1. Un procedimiento para aumentar la concentración de una molécula de ácido nucleico, comprendiendo dicho procedimiento:

(a) formar microcápsulas a partir de una emulsión de agua en aceite, incluyendo dichas microcápsulas ácido nucleico, una solución acuosa que comprende los componentes necesarios para realizar la amplificación del ácido nucleico y un tensioactivo basado en silicona químicamente inerte; y

(b) amplificar dicho ácido nucleico en las microcápsulas para formar copias amplificadas del ácido nucleico;

aumentando de este modo la concentración de dicho ácido nucleico en las microcápsulas.

2. Un procedimiento según la reivindicación 1, en el que la emulsión de agua en aceite comprende una proporción de agua en aceite de 1 a 2,5.

3. Un procedimiento según la reivindicación 1 o la reivindicación 2, en el que dicho tensioactivo se proporciona a una concentración v/v en la fase oleosa de la emulsión de 0,5 a 20%.

4. Un procedimiento según la reivindicación 1, la reivindicación 2 o la reivindicación 3, en el que dicho tensioactivo basado en silicona comprende un copolímero de silicona.

5. Un procedimiento según la reivindicación 1, la reivindicación 2 o la reivindicación 3, en el que dicho tensioactivo basado en silicona comprende un copolímero de polisiloxano-policetil-polietilenglicol.

6. Un procedimiento según la reivindicación 5, en el que dicho tensioactivo es Abil EM90^{TM}.

7. Un procedimiento según cualquier reivindicación precedente, en el que dicha emulsión es termoestable.

8. Un procedimiento según cualquier reivindicación precedente, en el que dicho ácido nucleico es ADN genómico o ADNc.

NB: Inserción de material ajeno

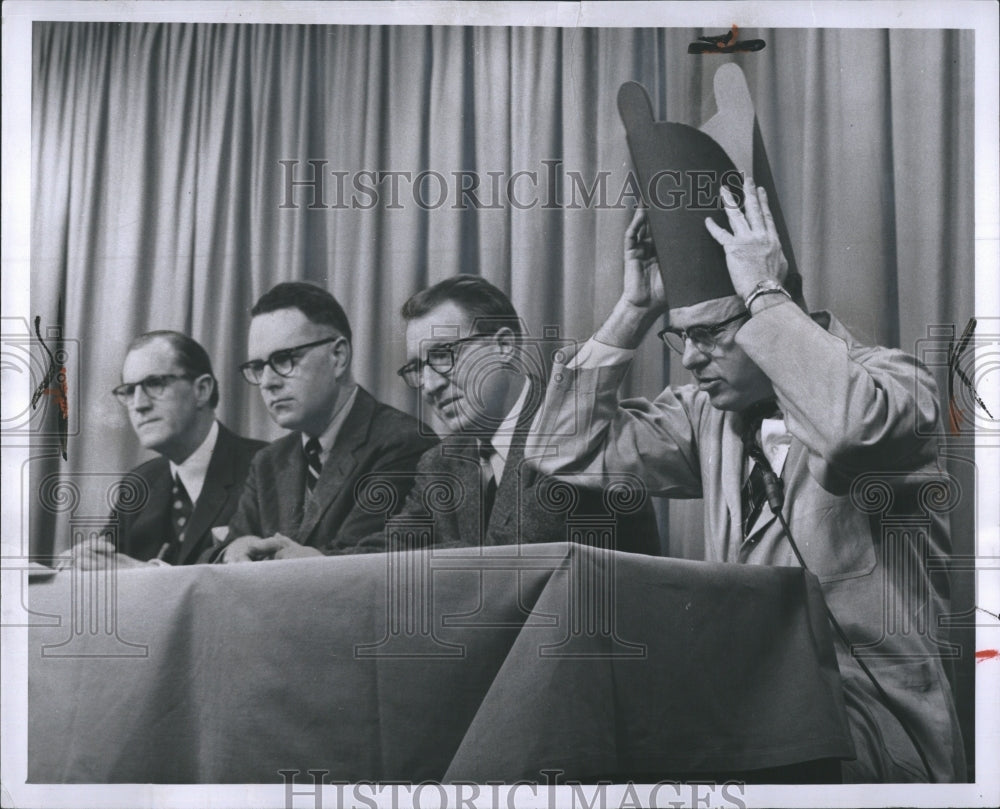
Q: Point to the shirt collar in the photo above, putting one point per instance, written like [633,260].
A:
[195,467]
[329,435]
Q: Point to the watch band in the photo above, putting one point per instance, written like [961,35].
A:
[766,287]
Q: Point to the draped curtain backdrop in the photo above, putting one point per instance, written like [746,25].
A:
[158,189]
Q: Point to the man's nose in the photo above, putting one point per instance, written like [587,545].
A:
[141,402]
[693,357]
[271,379]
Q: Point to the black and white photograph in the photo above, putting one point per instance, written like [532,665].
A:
[484,405]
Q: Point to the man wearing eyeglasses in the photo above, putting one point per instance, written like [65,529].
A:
[299,498]
[789,433]
[194,485]
[470,360]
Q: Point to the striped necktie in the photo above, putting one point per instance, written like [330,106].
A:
[753,494]
[180,513]
[313,464]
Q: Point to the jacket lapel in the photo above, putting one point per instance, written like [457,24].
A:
[465,458]
[518,481]
[340,463]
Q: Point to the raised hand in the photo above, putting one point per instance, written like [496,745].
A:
[643,286]
[753,249]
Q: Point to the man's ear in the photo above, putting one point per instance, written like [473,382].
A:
[204,385]
[506,339]
[342,353]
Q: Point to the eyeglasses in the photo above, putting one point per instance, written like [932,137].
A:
[705,338]
[282,362]
[153,386]
[441,358]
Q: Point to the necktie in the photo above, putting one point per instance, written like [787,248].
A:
[313,464]
[486,453]
[180,513]
[753,493]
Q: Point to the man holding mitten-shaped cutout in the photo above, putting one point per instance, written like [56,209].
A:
[775,387]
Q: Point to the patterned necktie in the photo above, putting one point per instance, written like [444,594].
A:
[753,494]
[313,464]
[486,453]
[182,508]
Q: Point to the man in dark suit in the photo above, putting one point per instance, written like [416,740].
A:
[299,498]
[469,358]
[195,483]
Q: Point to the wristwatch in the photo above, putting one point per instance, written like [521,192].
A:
[766,287]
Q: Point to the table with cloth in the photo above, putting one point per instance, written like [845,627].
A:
[448,665]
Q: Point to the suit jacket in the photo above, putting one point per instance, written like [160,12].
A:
[375,441]
[141,534]
[861,466]
[528,507]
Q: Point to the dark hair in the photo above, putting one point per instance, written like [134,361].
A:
[188,354]
[314,302]
[488,308]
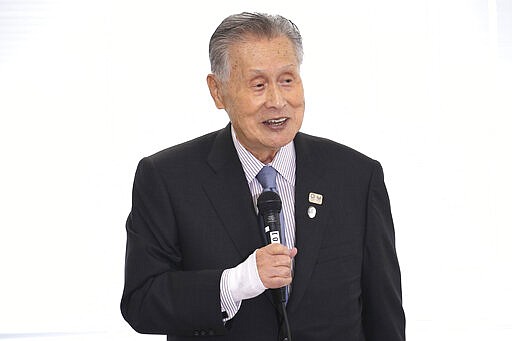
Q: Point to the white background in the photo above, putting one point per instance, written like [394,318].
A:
[87,88]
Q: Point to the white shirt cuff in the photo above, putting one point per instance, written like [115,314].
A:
[239,283]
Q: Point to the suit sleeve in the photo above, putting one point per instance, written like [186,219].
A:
[159,296]
[383,316]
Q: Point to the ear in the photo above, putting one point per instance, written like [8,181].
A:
[214,85]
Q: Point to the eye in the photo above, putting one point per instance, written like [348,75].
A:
[259,85]
[287,81]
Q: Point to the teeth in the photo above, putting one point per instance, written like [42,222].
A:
[280,120]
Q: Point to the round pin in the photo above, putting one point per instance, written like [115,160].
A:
[311,212]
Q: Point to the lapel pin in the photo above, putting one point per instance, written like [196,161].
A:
[311,212]
[316,198]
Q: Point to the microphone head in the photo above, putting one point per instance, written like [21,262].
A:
[269,202]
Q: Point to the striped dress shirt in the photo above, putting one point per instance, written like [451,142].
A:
[284,163]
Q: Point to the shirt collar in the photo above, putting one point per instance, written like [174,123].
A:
[284,161]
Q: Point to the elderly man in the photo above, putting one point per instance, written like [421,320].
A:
[197,262]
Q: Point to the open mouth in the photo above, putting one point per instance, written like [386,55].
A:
[276,122]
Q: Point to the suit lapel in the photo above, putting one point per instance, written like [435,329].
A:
[230,196]
[309,231]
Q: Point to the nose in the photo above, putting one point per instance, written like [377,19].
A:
[275,97]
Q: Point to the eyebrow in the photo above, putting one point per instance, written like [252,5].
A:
[260,71]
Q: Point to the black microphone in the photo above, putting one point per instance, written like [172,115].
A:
[269,207]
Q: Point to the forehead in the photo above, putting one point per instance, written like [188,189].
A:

9. Un procedimiento según cualquier reivindicación precedente que comprende además unir dicho ácido nucleico a un soporte sólido en dichas microcápsulas.

10. Un procedimiento según la reivindicación 9, en el que dicho soporte sólido comprende perlas.

11. Un procedimiento según la reivindicación 10, en el que las perlas comprenden perlas de poliestireno o magnéticas.

12. Un procedimiento según la reivindicación 10 o la reivindicación 11, en el que dichas perlas comprenden un revestimiento seleccionado entre avidina, estreptavidina, anticuerpos anti-digoxigenina y anticuerpos anti-2,4-dinitrofenilo.

13. Un procedimiento según cualquier reivindicación precedente, en el que dicho ácido nucleico comprende una señal seleccionada entre biotina, digoxigenina y 2,4-dinitrofenilo.

14. Un procedimiento según cualquiera de las reivindicaciones 9 a 13, que comprende además clasificar o aislar el ácido nucleico amplificado.

15. Un procedimiento según cualquier reivindicación precedente, en el que cuando se forman una pluralidad de microcápsulas, cada una contiene por término medio una o menos de una molécula de ácido nucleico.

16. Un procedimiento según cualquiera de las reivindicaciones 1 a 14, en el que cuando se forman una pluralidad de microcápsulas cada una contiene por término medio entre 5 y 1000 moléculas de ácido nucleico.

17. Un procedimiento según cualquier reivindicación precedente, en el que dicha amplificación de ácido nucleico se realiza mediante amplificación de replicasa Q\beta, reacción en cadena de la ligasa, replicación autosostenida de la secuencia o amplificación con desplazamiento de cadena.

18. Un procedimiento según cualquiera de las reivindicaciones 1 a 16, en el que dicha amplificación de ácido nucleico se realiza usando la reacción en cadena de la polimerasa.